You gonna probably like this post also:

Abstract: there are some cheaper alternatives, we should study them and re-scale our perspectives.

I think there's a defining line between 'Cost of Laptops' and 'Cost of Deployment'.

I'd feel better if the OLPC just provided laptops and left deployment and implementation up to the Government they sold the laptops to. The 'costs' then become more concrete as far as money flowing out of the country to pay the OLPC/Laptop manufacturer.

As far as a 'Poor Country' is concerned, they lack technology cheap enough to deploy to the school age children. The OLPC should just provide that technology and keep out of the 'follow-on' market.

The Government in question can then spread the costs of running a technological education across their current education budget since many usage costs come within the scope of normal school budgets.

While I've always defended the honor of the OLPC project's economic vision, I've never understood why they don't feel they can do a pilot project. "No, you can't buy 1,000 laptops at $300 apiece to test it out. It's all or nothing, people!"

As far as I can tell, this is the biggest single worldwide educational project in history. Wouldn't it benefit everyone (the tech guys, the bean counters, most importantly the kids) to take the long view?

Quick note for your Spanish translation: "(...)not to face gigantic financings for mastodónticos projects."

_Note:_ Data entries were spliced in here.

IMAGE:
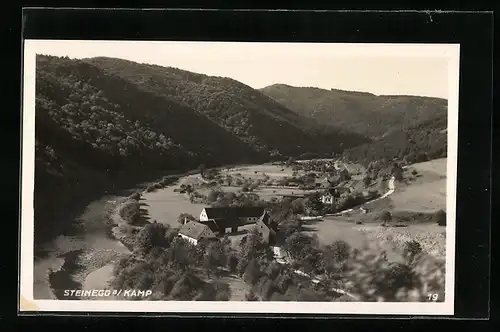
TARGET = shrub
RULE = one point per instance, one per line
(130, 211)
(135, 196)
(440, 218)
(252, 272)
(340, 250)
(185, 217)
(411, 249)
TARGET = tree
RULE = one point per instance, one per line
(201, 169)
(440, 217)
(340, 250)
(184, 218)
(366, 181)
(313, 203)
(298, 206)
(252, 272)
(410, 250)
(250, 296)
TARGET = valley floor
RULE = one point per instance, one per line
(424, 193)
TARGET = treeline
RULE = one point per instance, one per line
(363, 113)
(177, 270)
(425, 141)
(242, 111)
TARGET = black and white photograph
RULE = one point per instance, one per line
(169, 176)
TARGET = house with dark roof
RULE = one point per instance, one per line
(196, 232)
(228, 219)
(267, 230)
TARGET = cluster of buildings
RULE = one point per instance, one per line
(216, 222)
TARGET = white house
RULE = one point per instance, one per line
(194, 232)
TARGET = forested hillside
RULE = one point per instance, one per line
(360, 112)
(424, 141)
(103, 122)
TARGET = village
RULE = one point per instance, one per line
(300, 218)
(336, 186)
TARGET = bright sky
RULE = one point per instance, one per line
(404, 69)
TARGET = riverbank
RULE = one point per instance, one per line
(86, 257)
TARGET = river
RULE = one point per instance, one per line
(84, 257)
(86, 247)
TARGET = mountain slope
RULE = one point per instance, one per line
(359, 112)
(103, 124)
(242, 111)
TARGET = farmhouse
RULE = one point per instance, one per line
(196, 232)
(228, 219)
(327, 198)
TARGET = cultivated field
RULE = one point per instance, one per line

"mastodónticos" -> informally, "humongous", "colossal".

The resistance to pilot projects is the root of my personal gripe with the OLPC project; the huge cost is just the most obvious reason for why one might want to do such a pilot project. OLPC has even shown their willingness and interest in working with coalitions of nations (see the IADB and laptop.org release on the Central American nations working as a group). Really, why can't they encourage a more global network of nations to band together for the first order or two, giving each nation a few thousand (give or a take a power of 10) laptops for their internal pilot projects.

Heck, why leave it to nations? If you get a few big projects, a lot of small, sub-national groups could get in on the action with lots of 10, 100, 1000 laptops each.

I suspect the answer to this is manpower in the initial set-up of school servers, mesh extenders, satellite dishes, training, shipping/distribution, and so on - these all benefit from economies of scale, and transaction costs increase with the number of different organizations involved. But of course, these costs are all just pennies a month, right, so it shouldn't really matter...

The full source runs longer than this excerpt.